In that case you must refer to the terms of the written document, and any implication that might be raised, supposing there was no document, is put out of the case and reduced to silence by the documents by which alone you must be governed. " Applying the principles thus laid down to the present case, what this Board has to determine is did the document of July 15, 1908, constitute the bargain between the parties, or was it merely the record of an already completed transaction? The only evidence upon this subject in their Lordships opinion is conclusive that the memorandum of July 15, 1908, constituted the bargain between the parties. The plaintiffs agent swore, "The arrangement to deposit their title deeds was made in the presence of the eldest son of E. Solomon," and when we turn to S. Solomons evidence, he says, "The document was drafted and typed in my office after they had come to an agreement. The document was drawn up at the time they came together"; and upon cross-examination he says "The agreement was signed and handed over in my presence. Unless the title deeds had been handed over he would not have accepted Ex, I. (the memorandum of July 15, 1908).

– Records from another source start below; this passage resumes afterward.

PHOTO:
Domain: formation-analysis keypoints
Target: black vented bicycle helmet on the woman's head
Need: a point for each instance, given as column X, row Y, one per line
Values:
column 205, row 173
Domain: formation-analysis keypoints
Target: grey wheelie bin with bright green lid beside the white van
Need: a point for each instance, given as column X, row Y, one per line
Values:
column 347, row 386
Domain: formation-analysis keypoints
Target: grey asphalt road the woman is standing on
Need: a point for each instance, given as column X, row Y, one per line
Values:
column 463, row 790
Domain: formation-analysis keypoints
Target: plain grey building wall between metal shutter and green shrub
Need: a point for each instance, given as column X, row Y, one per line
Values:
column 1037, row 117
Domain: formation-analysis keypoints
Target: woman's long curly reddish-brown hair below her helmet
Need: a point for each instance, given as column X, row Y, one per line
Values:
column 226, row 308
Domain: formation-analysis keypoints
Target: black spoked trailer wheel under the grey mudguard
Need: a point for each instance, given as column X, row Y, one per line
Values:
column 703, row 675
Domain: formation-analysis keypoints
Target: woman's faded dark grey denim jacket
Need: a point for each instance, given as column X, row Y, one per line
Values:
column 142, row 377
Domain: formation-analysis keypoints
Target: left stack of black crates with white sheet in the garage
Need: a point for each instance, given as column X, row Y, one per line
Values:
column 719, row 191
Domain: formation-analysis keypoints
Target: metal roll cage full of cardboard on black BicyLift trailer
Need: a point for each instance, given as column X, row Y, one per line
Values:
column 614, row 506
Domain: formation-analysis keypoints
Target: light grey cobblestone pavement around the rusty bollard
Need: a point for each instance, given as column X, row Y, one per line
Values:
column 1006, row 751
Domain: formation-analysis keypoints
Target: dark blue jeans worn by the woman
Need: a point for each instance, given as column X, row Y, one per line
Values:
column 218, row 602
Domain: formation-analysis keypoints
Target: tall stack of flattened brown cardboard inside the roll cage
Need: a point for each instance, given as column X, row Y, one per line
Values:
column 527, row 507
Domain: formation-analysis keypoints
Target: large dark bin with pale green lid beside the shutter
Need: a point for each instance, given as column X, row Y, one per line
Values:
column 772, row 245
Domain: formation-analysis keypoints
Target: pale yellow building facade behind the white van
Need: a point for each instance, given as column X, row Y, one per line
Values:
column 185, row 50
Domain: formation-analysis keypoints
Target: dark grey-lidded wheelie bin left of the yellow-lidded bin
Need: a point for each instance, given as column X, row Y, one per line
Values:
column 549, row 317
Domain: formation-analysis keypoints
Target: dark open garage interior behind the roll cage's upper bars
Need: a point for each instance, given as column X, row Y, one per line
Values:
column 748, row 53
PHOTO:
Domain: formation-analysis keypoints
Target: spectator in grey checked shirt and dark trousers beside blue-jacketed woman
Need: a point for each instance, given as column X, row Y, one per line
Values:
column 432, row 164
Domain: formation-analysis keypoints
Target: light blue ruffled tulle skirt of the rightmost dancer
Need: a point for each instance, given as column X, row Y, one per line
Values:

The transaction was completed in my office at the same time." Turning to the document itself, one is led to the same conclusion. "We hand you herewith title deeds, etc..... This please holds as security, etc.....Please also hold this as further security." Their Lordships have no doubt therefore that the memorandum in question was the bargain between the parties, and that without its production in evidence the plaintiff could establish no claim, and as it was unregistered it ought to have been rejected. It has already been stated that the receiver was not under the order appointing him authorized to create any mortgages of the partnership property, and therefore the claim of the plaintiff fails both in respect of the original equitable deposit and the subsequent deposit in August, 1910. For these reasons their Lordships will humbly advise His Majesty that the appeal of the plaintiff should be dismissed with costs.